New Dimensions: An Evening of Sound Paintings Review

The New Dimensions concert on the 28th of April offered a sampling of American works in a traditional form: the three-movemnt orchestral piece variously termed suite, triptych or symphony. The three composers, Dan Welcher, Steve Rouse and Richard Danielpour, all exhibited an interest in painting with musical colors and all included evocative descriptive phrases in their titles or movement headings. But despite those similarities, three distinct voices were heard.

The Louisville Orchestra, led with vigorous precision by Robert Franz, played with accuracy, conviction and clarity. Considering the importance of the New Dimensions concerts, the turnout at Margaret Comstock Concert Hall at University of Louisville ought to have been larger. The audience that did show, however, was rapt and appreciative.

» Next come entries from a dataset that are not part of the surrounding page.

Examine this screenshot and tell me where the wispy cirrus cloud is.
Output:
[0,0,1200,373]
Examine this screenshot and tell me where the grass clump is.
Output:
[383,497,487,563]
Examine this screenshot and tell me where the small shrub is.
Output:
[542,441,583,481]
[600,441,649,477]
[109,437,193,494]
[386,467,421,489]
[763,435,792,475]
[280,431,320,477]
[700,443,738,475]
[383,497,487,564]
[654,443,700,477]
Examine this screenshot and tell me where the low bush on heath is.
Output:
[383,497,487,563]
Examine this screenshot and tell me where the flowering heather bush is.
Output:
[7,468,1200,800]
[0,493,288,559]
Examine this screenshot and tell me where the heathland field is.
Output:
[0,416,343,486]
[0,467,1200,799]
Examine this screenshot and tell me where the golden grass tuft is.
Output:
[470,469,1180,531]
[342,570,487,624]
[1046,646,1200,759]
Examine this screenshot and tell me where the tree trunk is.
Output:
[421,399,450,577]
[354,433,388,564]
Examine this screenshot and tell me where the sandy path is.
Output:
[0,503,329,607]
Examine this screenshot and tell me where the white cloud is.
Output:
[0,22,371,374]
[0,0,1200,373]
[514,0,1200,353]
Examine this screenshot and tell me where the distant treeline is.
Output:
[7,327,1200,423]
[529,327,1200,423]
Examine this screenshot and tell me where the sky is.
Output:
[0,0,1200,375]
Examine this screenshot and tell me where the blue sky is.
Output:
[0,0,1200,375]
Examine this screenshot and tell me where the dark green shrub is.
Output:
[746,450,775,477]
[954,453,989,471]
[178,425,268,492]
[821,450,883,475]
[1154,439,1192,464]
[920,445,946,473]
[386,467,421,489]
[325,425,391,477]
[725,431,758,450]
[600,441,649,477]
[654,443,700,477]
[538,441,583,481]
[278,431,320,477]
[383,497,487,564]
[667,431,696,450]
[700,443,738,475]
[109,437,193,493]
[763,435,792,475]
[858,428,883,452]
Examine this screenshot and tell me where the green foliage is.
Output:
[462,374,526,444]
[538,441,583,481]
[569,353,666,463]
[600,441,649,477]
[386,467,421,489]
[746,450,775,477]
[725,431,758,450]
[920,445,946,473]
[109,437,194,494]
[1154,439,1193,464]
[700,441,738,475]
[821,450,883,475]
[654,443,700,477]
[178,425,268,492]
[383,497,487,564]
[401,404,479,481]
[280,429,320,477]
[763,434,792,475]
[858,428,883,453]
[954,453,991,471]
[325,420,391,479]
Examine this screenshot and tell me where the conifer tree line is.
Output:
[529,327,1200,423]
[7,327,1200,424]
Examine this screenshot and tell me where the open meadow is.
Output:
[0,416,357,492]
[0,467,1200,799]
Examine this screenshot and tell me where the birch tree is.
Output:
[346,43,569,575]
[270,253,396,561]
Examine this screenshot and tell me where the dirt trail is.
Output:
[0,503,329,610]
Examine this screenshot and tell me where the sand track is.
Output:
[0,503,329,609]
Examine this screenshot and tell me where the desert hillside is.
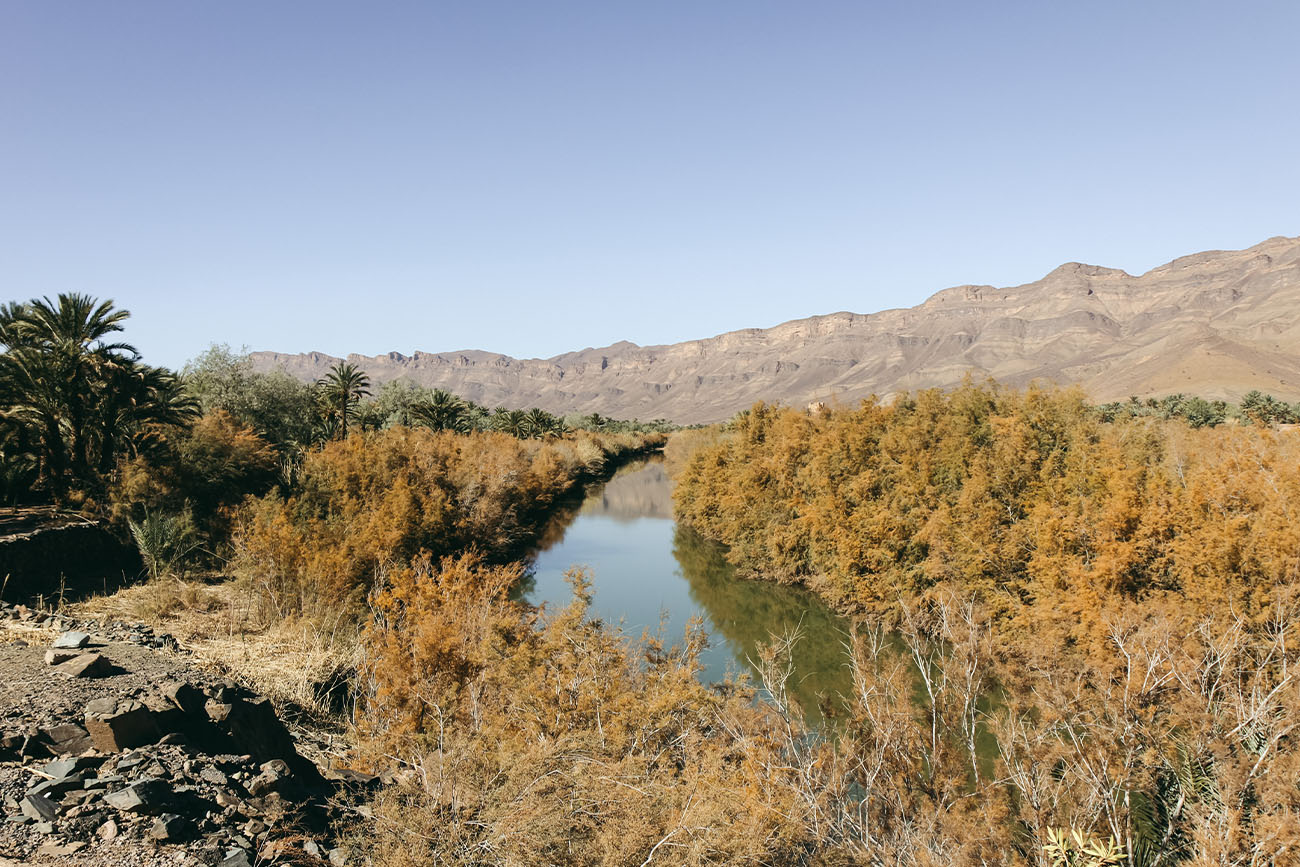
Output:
[254,238,1300,424]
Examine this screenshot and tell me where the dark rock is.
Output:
[324,768,380,789]
[38,723,94,755]
[117,753,146,771]
[86,701,163,753]
[150,812,194,842]
[86,695,117,716]
[163,680,207,716]
[40,755,104,780]
[56,654,113,677]
[46,650,79,666]
[51,632,90,650]
[104,777,172,814]
[205,689,299,762]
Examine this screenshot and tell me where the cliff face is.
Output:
[254,238,1300,424]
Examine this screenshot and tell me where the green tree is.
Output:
[411,389,469,433]
[0,292,196,500]
[316,361,371,439]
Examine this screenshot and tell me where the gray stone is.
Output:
[40,755,104,780]
[51,632,90,650]
[86,773,126,789]
[150,812,194,842]
[56,654,113,677]
[104,777,172,814]
[86,702,163,753]
[217,849,252,867]
[27,773,86,798]
[21,794,59,822]
[38,723,94,755]
[199,764,230,785]
[163,680,207,715]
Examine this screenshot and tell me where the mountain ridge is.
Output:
[252,235,1300,424]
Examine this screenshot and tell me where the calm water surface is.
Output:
[523,459,852,723]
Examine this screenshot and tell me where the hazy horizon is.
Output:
[0,0,1300,365]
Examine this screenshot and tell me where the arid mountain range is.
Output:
[252,238,1300,424]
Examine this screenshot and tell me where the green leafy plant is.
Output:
[127,512,199,580]
[1043,828,1128,867]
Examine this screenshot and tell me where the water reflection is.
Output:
[521,459,852,724]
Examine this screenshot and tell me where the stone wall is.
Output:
[0,510,142,601]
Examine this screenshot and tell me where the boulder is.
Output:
[51,632,90,650]
[150,812,194,842]
[104,777,173,814]
[56,654,113,677]
[86,701,163,753]
[20,794,59,822]
[161,680,207,716]
[36,723,94,755]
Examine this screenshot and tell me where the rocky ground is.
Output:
[0,604,380,867]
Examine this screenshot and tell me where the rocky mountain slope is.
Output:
[254,238,1300,424]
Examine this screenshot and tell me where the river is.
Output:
[521,458,852,725]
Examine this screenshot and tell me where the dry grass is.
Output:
[68,578,358,714]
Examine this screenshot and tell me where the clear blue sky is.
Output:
[0,0,1300,365]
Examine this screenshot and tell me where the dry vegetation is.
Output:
[677,386,1300,864]
[63,379,1300,867]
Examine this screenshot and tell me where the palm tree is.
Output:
[0,292,139,497]
[316,361,371,439]
[411,389,469,433]
[524,407,564,439]
[491,407,528,439]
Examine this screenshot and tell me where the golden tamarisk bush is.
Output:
[676,385,1300,647]
[358,556,1300,867]
[235,426,663,616]
[358,556,849,867]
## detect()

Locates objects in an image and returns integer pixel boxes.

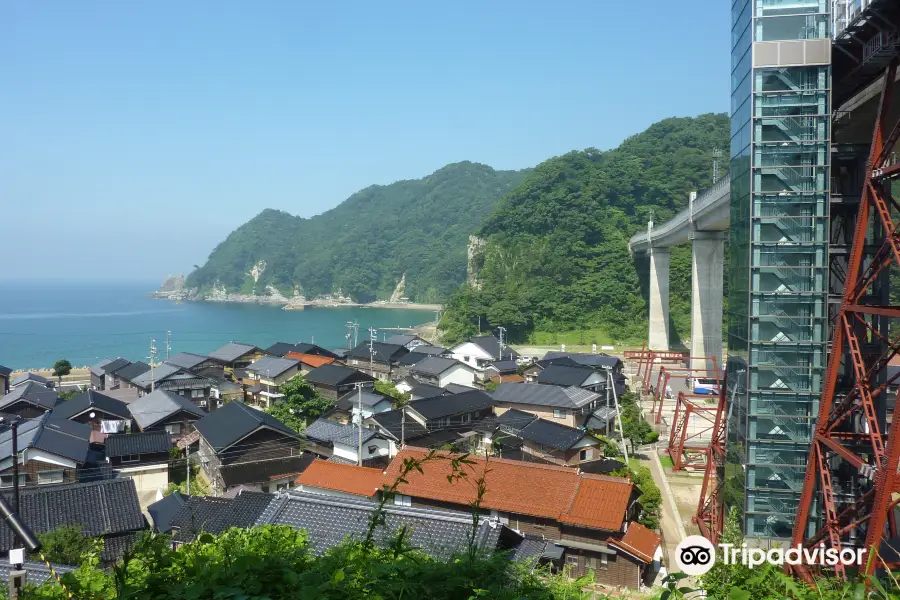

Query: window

The program opened with Dan Welcher's Prairie Lights: Three Texas Watercolors of Georgia O'Keeffe. (Conductor Franz explained to the audience that the three watercolors which inspired the 1985 musical work, Light Coming on the Plain, Canyon with Crows, and Starlight Night, were not really by O'Keeffe). In Welcher's piece the three movements were run together into one, so the divisions were not perceptible to the audience. The most memorable part of his work was the last section, in which repeated chords on the piano represented the stylized stars in the night sky of the origional watercolor. Near the very end, the composer created a confetti salad of glittery sound which was pretty but glib. Throughout, the musical materials tended to be bland, although the composer demonstarted an impressive transparency and command of color.

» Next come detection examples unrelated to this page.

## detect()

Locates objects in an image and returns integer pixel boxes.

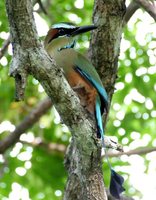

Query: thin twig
[108,147,156,157]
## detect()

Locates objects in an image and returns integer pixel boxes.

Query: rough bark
[6,0,124,200]
[89,0,126,100]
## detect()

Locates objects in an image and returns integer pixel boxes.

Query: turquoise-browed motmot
[44,23,123,198]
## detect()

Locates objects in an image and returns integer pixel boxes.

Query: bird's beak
[70,25,97,37]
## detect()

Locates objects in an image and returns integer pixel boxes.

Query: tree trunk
[6,0,125,200]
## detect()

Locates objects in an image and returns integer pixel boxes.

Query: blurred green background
[0,0,156,200]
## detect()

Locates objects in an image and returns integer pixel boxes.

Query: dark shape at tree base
[109,169,125,199]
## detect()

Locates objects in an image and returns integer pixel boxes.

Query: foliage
[0,0,156,200]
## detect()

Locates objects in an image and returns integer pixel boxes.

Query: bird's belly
[67,70,97,114]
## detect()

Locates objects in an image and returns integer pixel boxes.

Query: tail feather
[95,96,125,199]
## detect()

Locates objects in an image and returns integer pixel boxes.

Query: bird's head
[44,22,97,51]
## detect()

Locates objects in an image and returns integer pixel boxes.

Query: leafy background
[0,0,156,200]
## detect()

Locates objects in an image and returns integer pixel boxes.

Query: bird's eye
[59,29,65,35]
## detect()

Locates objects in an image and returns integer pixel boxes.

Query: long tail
[95,96,125,199]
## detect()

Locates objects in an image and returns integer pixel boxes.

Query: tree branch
[123,1,140,25]
[0,98,52,154]
[0,35,10,59]
[108,147,156,157]
[6,0,106,200]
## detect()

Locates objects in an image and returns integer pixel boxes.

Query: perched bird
[44,22,123,198]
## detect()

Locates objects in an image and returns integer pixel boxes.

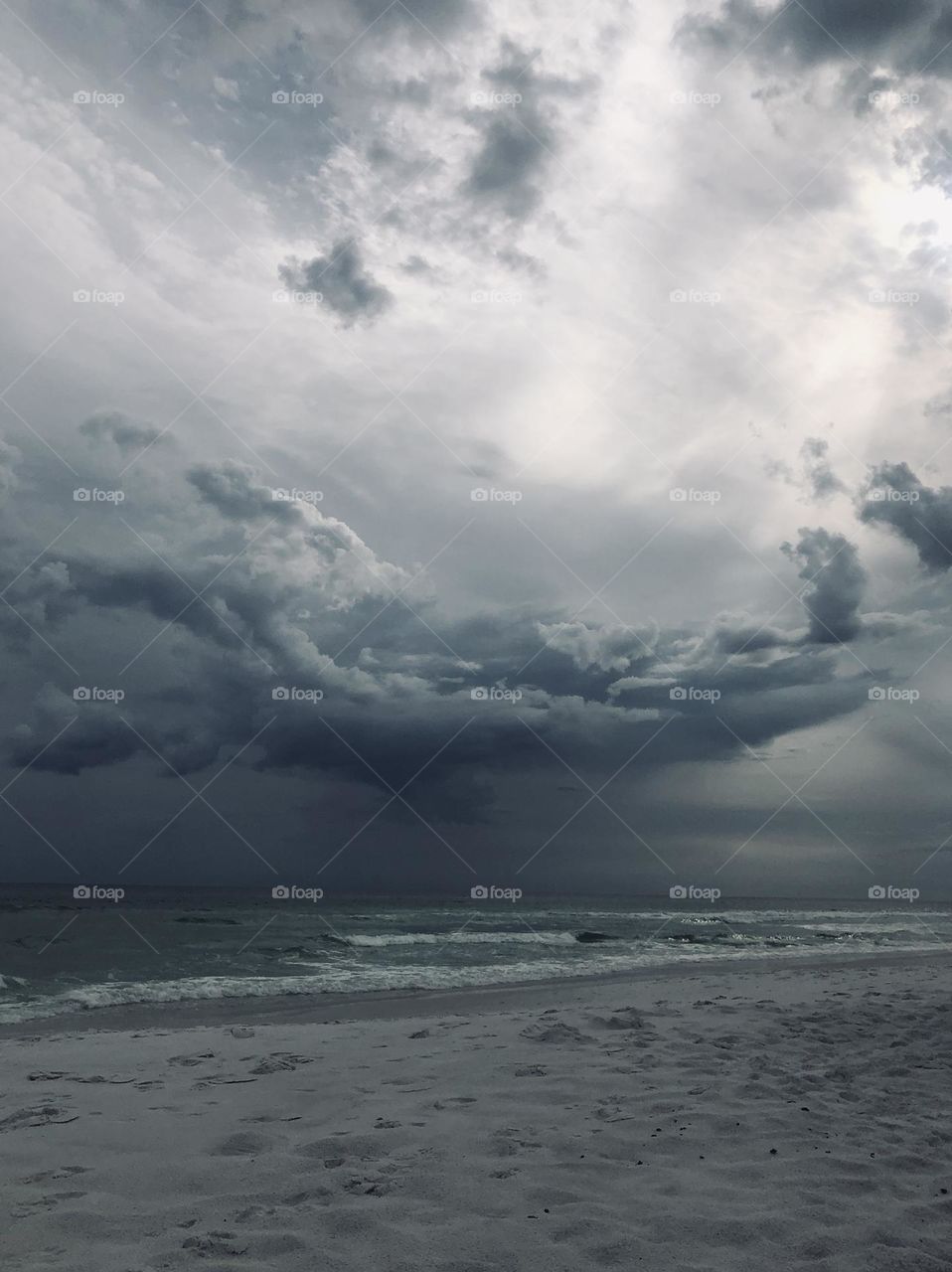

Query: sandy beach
[0,955,952,1272]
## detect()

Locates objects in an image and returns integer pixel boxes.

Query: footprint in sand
[167,1050,215,1068]
[214,1131,271,1158]
[520,1021,594,1043]
[20,1167,89,1185]
[0,1104,79,1132]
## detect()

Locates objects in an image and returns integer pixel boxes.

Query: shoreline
[0,953,952,1272]
[0,946,952,1041]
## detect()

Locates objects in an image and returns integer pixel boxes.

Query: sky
[0,0,952,899]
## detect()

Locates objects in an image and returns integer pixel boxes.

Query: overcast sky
[0,0,952,899]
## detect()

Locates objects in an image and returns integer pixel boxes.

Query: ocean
[0,886,952,1023]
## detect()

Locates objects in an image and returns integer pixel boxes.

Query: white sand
[0,959,952,1272]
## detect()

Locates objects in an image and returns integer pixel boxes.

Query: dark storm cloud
[679,0,952,76]
[783,527,867,645]
[79,410,166,450]
[10,685,140,776]
[3,462,880,823]
[463,40,595,220]
[801,437,847,500]
[277,239,394,327]
[860,463,952,569]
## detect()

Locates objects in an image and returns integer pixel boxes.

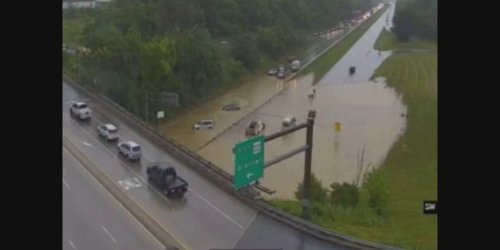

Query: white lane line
[101,225,116,243]
[233,211,259,248]
[189,188,243,228]
[68,240,76,249]
[63,178,70,189]
[65,110,243,228]
[64,115,171,204]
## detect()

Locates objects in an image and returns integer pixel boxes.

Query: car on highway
[97,123,118,141]
[117,141,142,160]
[245,120,266,136]
[146,162,188,198]
[222,103,241,111]
[193,120,215,130]
[349,66,356,75]
[281,115,297,129]
[69,102,92,120]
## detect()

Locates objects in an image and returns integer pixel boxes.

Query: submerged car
[267,68,278,76]
[222,103,241,111]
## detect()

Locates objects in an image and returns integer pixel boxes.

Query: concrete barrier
[63,135,188,250]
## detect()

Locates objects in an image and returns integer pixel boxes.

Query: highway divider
[63,75,398,250]
[63,135,188,250]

A far stronger profile was cut by Steve Rouse's Symphony No. 2, which received its world premiere performance. The movement subtitles by Rouse, a composition professor at University of Louisville, were tersely apt. The first movement, "Fanfare-Polka," pitted two ideas against each other, one an aggressive brass fanfare, and the other a grotesque, humorous dance which brought an audible chuckle from at least a few listeners. The two ideas competed more and more overtly, working up to a savage climax. The movement as a whole displayed a muscular style immediately identifiable as Rousian, with no apologies necessary for the debt to Stravinsky. The second movement, "Clouds in Slow Water,:" was also typical of its composer, who excels at creating a feeling of suspension in slow movements. Here water and clouds were evoked, not with the fuzzy formulas of recycled Impressionism, but with shrewd reflection on the sheer weight of water vapor in immense clouds.

Rouse is not afraid to emphasize the architecture of clouds, but this is not the rock-solid, static architecture familiar from the traditional literature of functional tonality, but architecture in motion, reflected in shifting water. There was something clean about this music, and impersonal, like forces of nature stripped of anthromorphism. The last movemnt, "Radiant Edge," certainly had an edge to it, even to the point of violence. It rounded out the whole symphony to an arch.

The last work, The Awakened Heart, by Richard Danielpour, was the most traditional of the evening. Danielpour demonstrates a commitment to humanist values, and his music affirms the value of the individual personality.

Accordingly, his music suggested narrative. Themes were transformed in an almost Lisztian manner without losing their identity. The style, which included enough polyrhythmic chromatic gestures and colorful textures to furnish the work with contemporary credentials, was nonetheless romantic in its basic impulse. The first movement, "Into the World's Night," featured a theme that appeared in a fully fleshed-out diatonic guise; the composer risked a nostalgic lyricism that lodged the theme in the memory like a popular song "hook." The theme returned in various guises throughout the first movement and in the last as well. The second movement, "Epiphany," threaded a chorale through musical adventures, some of them harrowing. The chorale returned in the last movement, "My Hero Bares His Nerves," which rapidly ranged through permutations of previous themes, including festive, folk-like ostinatos, and lurched to an end on a surprising E-flat major chord.